Secondo un orientamento più volte espresso dalla giurisprudenza il cosiddetto “scarso rendimento” è considerato una forma grave di inosservanza degli obblighi contrattuali del lavoratore e pertanto può determinare la risoluzione del rapporto di lavoro per inadempimento.
Tale orientamento ha trovato una ulteriore conferma in una recente sentenza della Corte di Cassazione (ordinanza n.10640 del 19.4.2024).
La Corte nel respingere il ricorso di un lavoratore, che era stato licenziato, mette in evidenza il fatto che nel contratto di lavoro subordinato, il lavoratore non si obbliga al raggiungimento di un risultato prefissato, ma alla messa a disposizione del datore di tutte le proprie competenze, conoscenze, energie, nei modi e nei tempi stabiliti, con la conseguenza che il mancato raggiungimento del risultato stabilito, non costituisce di per sé inadempimento, dato che si tratta di lavoro subordinato e non dell’obbligazione di compiere un’opera, un servizio o la realizzazione/compimento di un progetto (tipico del lavoro autonomo).
Ove, tuttavia, siano individuabili dei parametri per accertare che la prestazione sia eseguita con la diligenza, accortezza e professionalità medie, proprie delle mansioni affidate al lavoratore e delle declaratorie previste dai vari CCNL, il discostamento dai detti parametri può costituire segno o indice di non esatta esecuzione della prestazione lavorativa; in tal caso lo scarso rendimento è caratterizzato da colpa del lavoratore (Cass. civ. n. 16472 del 2015; Cass. civ. n. 17436 del 2015).
La Corte pone l’accento sulle ragioni che possono essere causa di licenziamento e vanno adeguatamente valutate, sul piano soggettivo e su quello oggettivo.
– Nel primo caso bisogna che la causa di licenziamento sia correlata alla sfera volitiva del dipendente, quando cioè deve escludersi la sussistenza di un giustificato motivo oggettivo. In altri termini il licenziamento deve essere fondato su di un comportamento riconducibile alla sfera volitiva del lavoratore e lesivo dei suoi doveri contrattuali ed esprime pertanto un giudizio negativo nei suoi confronti.
– Le ragioni oggettive invece sono da ricercarsi in quelle situazioni che contrastano con l’organizzazione aziendale.

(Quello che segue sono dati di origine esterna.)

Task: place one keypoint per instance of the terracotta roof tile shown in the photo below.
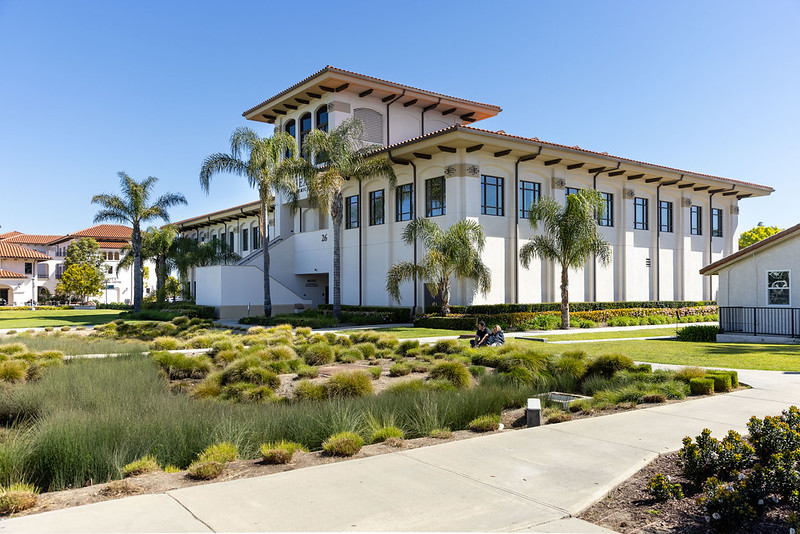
(32, 239)
(574, 148)
(329, 68)
(11, 250)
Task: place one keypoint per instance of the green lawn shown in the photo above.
(37, 318)
(730, 355)
(589, 334)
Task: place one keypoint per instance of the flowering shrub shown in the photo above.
(662, 488)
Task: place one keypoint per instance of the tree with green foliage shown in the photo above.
(84, 251)
(756, 234)
(570, 237)
(268, 163)
(134, 208)
(81, 279)
(452, 253)
(340, 156)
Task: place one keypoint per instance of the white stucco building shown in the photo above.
(29, 261)
(664, 224)
(757, 294)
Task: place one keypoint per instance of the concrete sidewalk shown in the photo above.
(533, 480)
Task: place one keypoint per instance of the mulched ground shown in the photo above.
(629, 509)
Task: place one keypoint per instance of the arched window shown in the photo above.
(322, 118)
(373, 124)
(305, 128)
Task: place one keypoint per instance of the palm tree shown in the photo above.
(455, 252)
(341, 156)
(267, 168)
(156, 245)
(570, 237)
(133, 208)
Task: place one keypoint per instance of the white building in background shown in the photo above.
(663, 224)
(33, 260)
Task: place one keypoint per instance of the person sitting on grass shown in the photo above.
(481, 336)
(497, 337)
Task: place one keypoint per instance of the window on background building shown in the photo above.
(305, 128)
(665, 216)
(779, 286)
(322, 118)
(716, 222)
(492, 195)
(291, 129)
(405, 202)
(376, 207)
(351, 212)
(435, 196)
(640, 215)
(696, 220)
(607, 217)
(529, 193)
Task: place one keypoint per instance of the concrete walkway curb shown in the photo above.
(533, 480)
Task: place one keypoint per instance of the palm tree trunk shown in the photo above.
(265, 254)
(564, 298)
(336, 215)
(138, 275)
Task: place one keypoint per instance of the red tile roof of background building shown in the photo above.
(11, 250)
(10, 274)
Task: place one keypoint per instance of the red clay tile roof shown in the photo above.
(9, 234)
(458, 127)
(774, 239)
(10, 250)
(32, 239)
(329, 68)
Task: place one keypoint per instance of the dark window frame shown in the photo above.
(352, 206)
(404, 193)
(641, 213)
(377, 198)
(435, 207)
(532, 190)
(667, 225)
(497, 184)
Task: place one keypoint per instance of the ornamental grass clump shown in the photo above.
(146, 464)
(279, 452)
(485, 423)
(454, 372)
(662, 488)
(343, 444)
(349, 384)
(17, 497)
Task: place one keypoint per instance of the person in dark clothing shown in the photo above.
(497, 337)
(481, 336)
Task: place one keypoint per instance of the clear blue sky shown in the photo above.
(89, 88)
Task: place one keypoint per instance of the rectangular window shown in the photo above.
(435, 196)
(779, 288)
(716, 222)
(529, 193)
(376, 207)
(492, 195)
(405, 202)
(640, 214)
(665, 216)
(607, 217)
(696, 220)
(351, 212)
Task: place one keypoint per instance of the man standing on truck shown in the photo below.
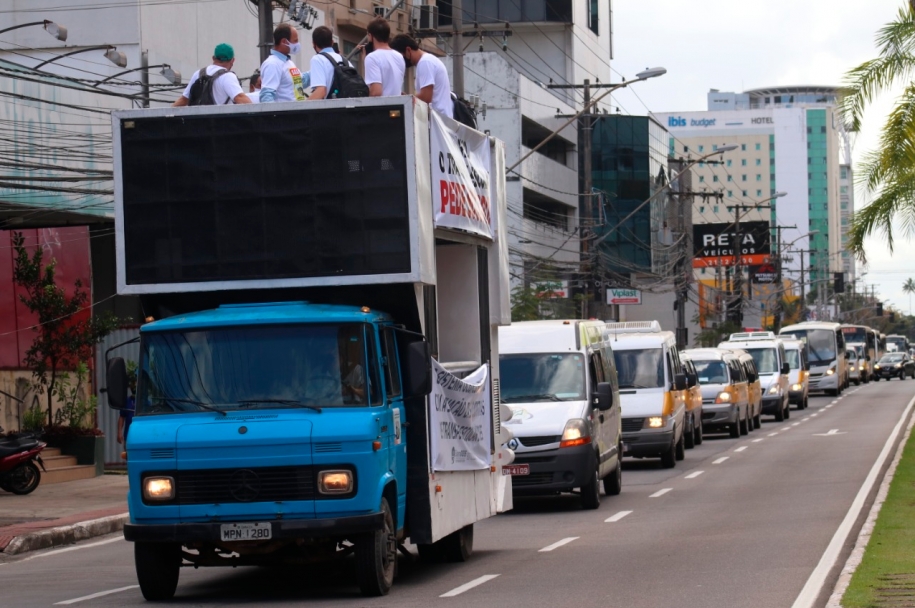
(384, 67)
(431, 81)
(219, 87)
(281, 80)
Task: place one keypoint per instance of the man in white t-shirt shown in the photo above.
(431, 81)
(322, 71)
(384, 67)
(281, 80)
(226, 88)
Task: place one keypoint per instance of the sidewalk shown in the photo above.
(63, 513)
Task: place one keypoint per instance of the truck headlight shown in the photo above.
(335, 482)
(576, 432)
(158, 488)
(723, 397)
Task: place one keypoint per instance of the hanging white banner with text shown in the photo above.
(460, 420)
(460, 176)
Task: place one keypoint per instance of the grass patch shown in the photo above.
(886, 575)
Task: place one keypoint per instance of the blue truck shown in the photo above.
(316, 278)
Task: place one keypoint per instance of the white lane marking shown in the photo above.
(617, 517)
(468, 586)
(558, 543)
(95, 595)
(808, 595)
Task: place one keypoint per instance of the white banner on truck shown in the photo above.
(460, 176)
(460, 420)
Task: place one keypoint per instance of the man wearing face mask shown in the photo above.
(281, 80)
(431, 80)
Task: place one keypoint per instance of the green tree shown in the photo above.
(888, 172)
(61, 342)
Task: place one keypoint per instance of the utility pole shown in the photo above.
(457, 48)
(265, 27)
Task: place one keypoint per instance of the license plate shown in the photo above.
(516, 469)
(237, 532)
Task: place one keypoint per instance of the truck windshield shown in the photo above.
(640, 368)
(765, 358)
(542, 377)
(242, 368)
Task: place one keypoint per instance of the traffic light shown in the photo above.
(838, 282)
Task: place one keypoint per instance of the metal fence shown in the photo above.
(107, 417)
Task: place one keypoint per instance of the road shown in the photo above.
(740, 522)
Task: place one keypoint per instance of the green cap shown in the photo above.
(224, 52)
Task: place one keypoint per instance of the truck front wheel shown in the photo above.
(157, 567)
(376, 554)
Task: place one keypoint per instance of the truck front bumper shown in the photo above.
(284, 528)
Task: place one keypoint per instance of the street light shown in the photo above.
(645, 75)
(112, 54)
(55, 29)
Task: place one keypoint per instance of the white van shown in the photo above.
(559, 379)
(768, 352)
(653, 391)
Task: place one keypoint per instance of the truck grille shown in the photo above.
(263, 484)
(631, 425)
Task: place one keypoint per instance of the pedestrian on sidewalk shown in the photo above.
(431, 79)
(220, 84)
(384, 67)
(281, 80)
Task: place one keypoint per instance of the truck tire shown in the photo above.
(613, 483)
(590, 492)
(458, 546)
(375, 556)
(157, 565)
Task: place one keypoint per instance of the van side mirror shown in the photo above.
(418, 370)
(116, 382)
(680, 382)
(604, 396)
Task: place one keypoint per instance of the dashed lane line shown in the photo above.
(468, 586)
(558, 543)
(618, 516)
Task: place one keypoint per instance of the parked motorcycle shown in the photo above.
(18, 455)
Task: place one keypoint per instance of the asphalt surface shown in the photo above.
(740, 522)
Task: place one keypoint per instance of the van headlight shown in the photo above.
(576, 432)
(335, 482)
(159, 489)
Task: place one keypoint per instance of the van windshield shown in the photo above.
(531, 378)
(640, 368)
(765, 358)
(711, 372)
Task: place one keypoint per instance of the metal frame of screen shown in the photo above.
(419, 201)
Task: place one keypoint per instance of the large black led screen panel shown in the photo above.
(265, 195)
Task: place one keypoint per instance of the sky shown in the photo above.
(737, 45)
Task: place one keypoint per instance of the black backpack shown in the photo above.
(464, 112)
(202, 89)
(347, 81)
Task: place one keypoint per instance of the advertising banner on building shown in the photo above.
(715, 244)
(460, 420)
(460, 176)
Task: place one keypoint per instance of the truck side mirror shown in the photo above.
(604, 396)
(418, 370)
(117, 384)
(680, 382)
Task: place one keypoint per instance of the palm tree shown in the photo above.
(909, 288)
(888, 173)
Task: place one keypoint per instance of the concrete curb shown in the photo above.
(857, 554)
(66, 535)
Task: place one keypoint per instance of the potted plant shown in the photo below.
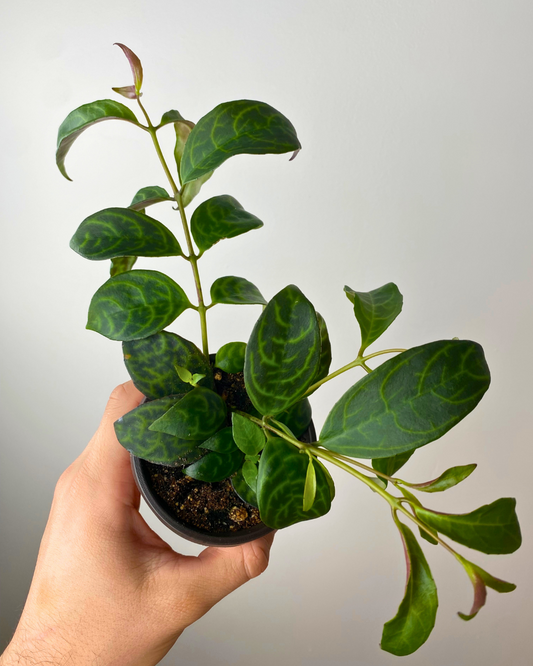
(224, 443)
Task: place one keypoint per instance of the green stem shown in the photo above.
(192, 258)
(359, 361)
(395, 503)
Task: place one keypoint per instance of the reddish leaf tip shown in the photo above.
(294, 154)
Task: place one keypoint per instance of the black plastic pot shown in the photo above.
(142, 478)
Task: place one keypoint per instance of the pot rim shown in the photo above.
(226, 539)
(186, 531)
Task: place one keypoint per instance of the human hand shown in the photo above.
(107, 589)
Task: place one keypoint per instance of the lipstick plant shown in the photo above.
(408, 401)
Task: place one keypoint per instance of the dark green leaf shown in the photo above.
(329, 480)
(221, 442)
(283, 352)
(230, 357)
(233, 128)
(133, 433)
(281, 482)
(310, 486)
(215, 466)
(197, 416)
(121, 265)
(248, 436)
(430, 535)
(136, 69)
(147, 196)
(126, 91)
(481, 580)
(83, 117)
(375, 311)
(325, 350)
(451, 477)
(493, 528)
(136, 304)
(218, 218)
(190, 190)
(235, 291)
(249, 472)
(150, 363)
(408, 401)
(174, 116)
(122, 232)
(297, 417)
(415, 619)
(243, 490)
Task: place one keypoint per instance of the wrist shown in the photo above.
(28, 648)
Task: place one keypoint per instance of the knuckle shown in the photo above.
(256, 560)
(118, 393)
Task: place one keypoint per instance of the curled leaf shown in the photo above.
(136, 69)
(310, 486)
(233, 128)
(492, 529)
(126, 91)
(415, 619)
(481, 579)
(451, 477)
(375, 310)
(83, 117)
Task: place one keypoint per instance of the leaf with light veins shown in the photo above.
(236, 291)
(218, 218)
(133, 433)
(150, 363)
(415, 619)
(375, 311)
(233, 128)
(408, 401)
(283, 352)
(121, 232)
(135, 305)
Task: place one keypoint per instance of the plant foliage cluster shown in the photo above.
(410, 400)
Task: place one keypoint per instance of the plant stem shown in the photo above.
(359, 361)
(395, 503)
(192, 258)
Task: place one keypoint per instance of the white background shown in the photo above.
(416, 124)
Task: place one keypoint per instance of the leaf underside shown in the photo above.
(414, 622)
(492, 529)
(219, 218)
(198, 416)
(133, 433)
(215, 466)
(236, 291)
(375, 310)
(150, 363)
(230, 357)
(281, 482)
(147, 196)
(83, 117)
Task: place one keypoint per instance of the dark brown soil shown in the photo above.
(211, 507)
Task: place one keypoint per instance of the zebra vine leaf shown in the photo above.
(238, 419)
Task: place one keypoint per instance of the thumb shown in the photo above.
(219, 571)
(104, 456)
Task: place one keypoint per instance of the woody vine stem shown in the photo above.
(192, 258)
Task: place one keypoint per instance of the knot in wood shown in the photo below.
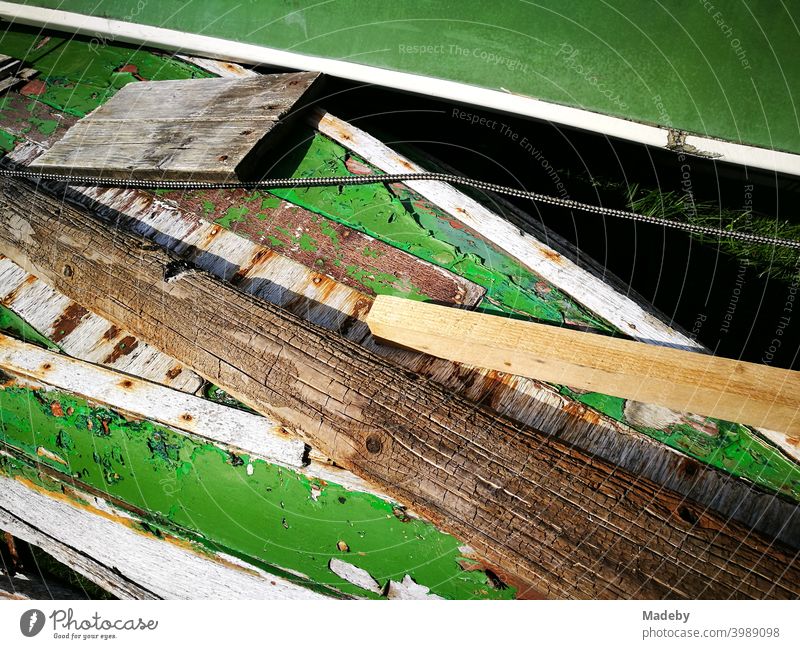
(374, 444)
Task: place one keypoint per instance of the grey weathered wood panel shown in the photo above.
(545, 513)
(201, 129)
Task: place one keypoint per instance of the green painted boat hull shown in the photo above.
(725, 71)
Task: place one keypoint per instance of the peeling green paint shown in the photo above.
(732, 447)
(13, 325)
(269, 514)
(399, 217)
(393, 214)
(81, 73)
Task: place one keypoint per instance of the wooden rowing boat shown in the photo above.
(229, 494)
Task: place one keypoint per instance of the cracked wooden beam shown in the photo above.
(545, 513)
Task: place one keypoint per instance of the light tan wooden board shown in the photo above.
(342, 309)
(210, 129)
(522, 499)
(749, 393)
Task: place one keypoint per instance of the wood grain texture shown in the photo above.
(86, 335)
(545, 513)
(630, 316)
(758, 395)
(103, 546)
(201, 129)
(344, 254)
(316, 298)
(226, 427)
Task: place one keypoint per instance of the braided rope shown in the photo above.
(289, 183)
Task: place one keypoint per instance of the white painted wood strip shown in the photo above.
(462, 93)
(530, 402)
(220, 68)
(127, 562)
(93, 338)
(256, 435)
(618, 309)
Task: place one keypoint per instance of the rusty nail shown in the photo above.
(374, 444)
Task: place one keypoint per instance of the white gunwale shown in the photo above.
(219, 48)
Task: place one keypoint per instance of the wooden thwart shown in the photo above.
(541, 511)
(745, 393)
(196, 129)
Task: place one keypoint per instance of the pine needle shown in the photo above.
(775, 262)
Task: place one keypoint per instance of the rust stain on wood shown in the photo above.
(122, 348)
(67, 322)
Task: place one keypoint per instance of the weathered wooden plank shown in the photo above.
(102, 545)
(208, 129)
(348, 256)
(629, 316)
(314, 297)
(28, 585)
(225, 426)
(86, 335)
(545, 513)
(319, 300)
(758, 395)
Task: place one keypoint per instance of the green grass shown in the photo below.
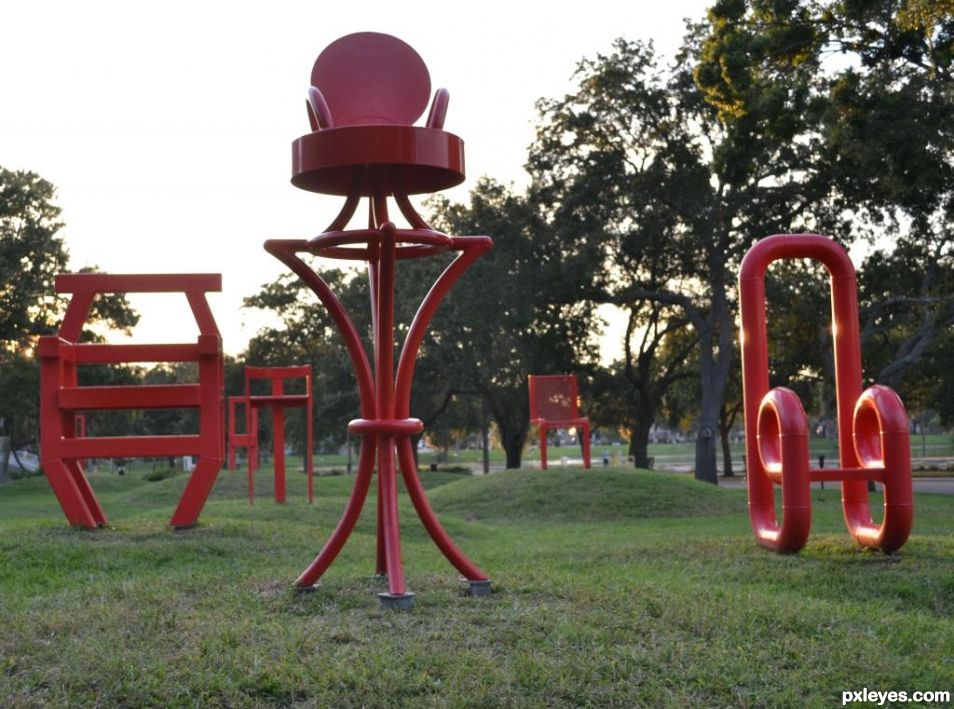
(613, 588)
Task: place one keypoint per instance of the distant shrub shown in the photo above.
(453, 469)
(20, 473)
(162, 473)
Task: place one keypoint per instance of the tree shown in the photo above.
(658, 352)
(641, 166)
(31, 254)
(885, 140)
(517, 312)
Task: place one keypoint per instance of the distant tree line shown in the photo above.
(648, 182)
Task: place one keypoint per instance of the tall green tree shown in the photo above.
(517, 312)
(639, 165)
(32, 252)
(881, 83)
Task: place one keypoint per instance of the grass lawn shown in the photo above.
(613, 588)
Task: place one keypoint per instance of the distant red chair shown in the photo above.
(278, 401)
(61, 396)
(247, 439)
(554, 404)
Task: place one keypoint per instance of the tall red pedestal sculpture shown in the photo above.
(277, 401)
(248, 438)
(367, 89)
(873, 438)
(554, 403)
(61, 396)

Queste possono ravvisarsi in condizioni attinenti alla persona del lavoratore (Cass. civ. n. 12072 del 2015) quali la sopravvenuta inidoneità alla mansione per infermità fisica, la carcerazione (Cass. civ. n. 12721 del 2009), il ritiro della patente o la sospensione delle autorizzazioni amministrative (Cass. civ. n. 603 del 1996; Cass. civ. n. 6362 del 2000; Cass. civ. n. 13986 del 2000), la mancanza del titolo professionale abilitante (Cass. civ. n. 25073 del 2013), ma sempre che si tratti di circostanze oggettive idonee a determinare la perdita d’interesse del datore di lavoro alla prestazione e che siano estranee alla sfera volitiva del soggetto, tali da non poter configurare, nella sostanza, un inadempimento imputabile.
La Corte ha inoltre sottolineato che la sussistenza della fattispecie concreta nell’una piuttosto che nell’altra ipotesi normativa non può essere rimessa alla libera scelta del datore di lavoro, in virtù di un mero atto di qualificazione del recesso, ma l’azienda dovrà dimostrare che da parte del lavoratore ci sia un grave inadempimento dei propri obblighi contrattuali.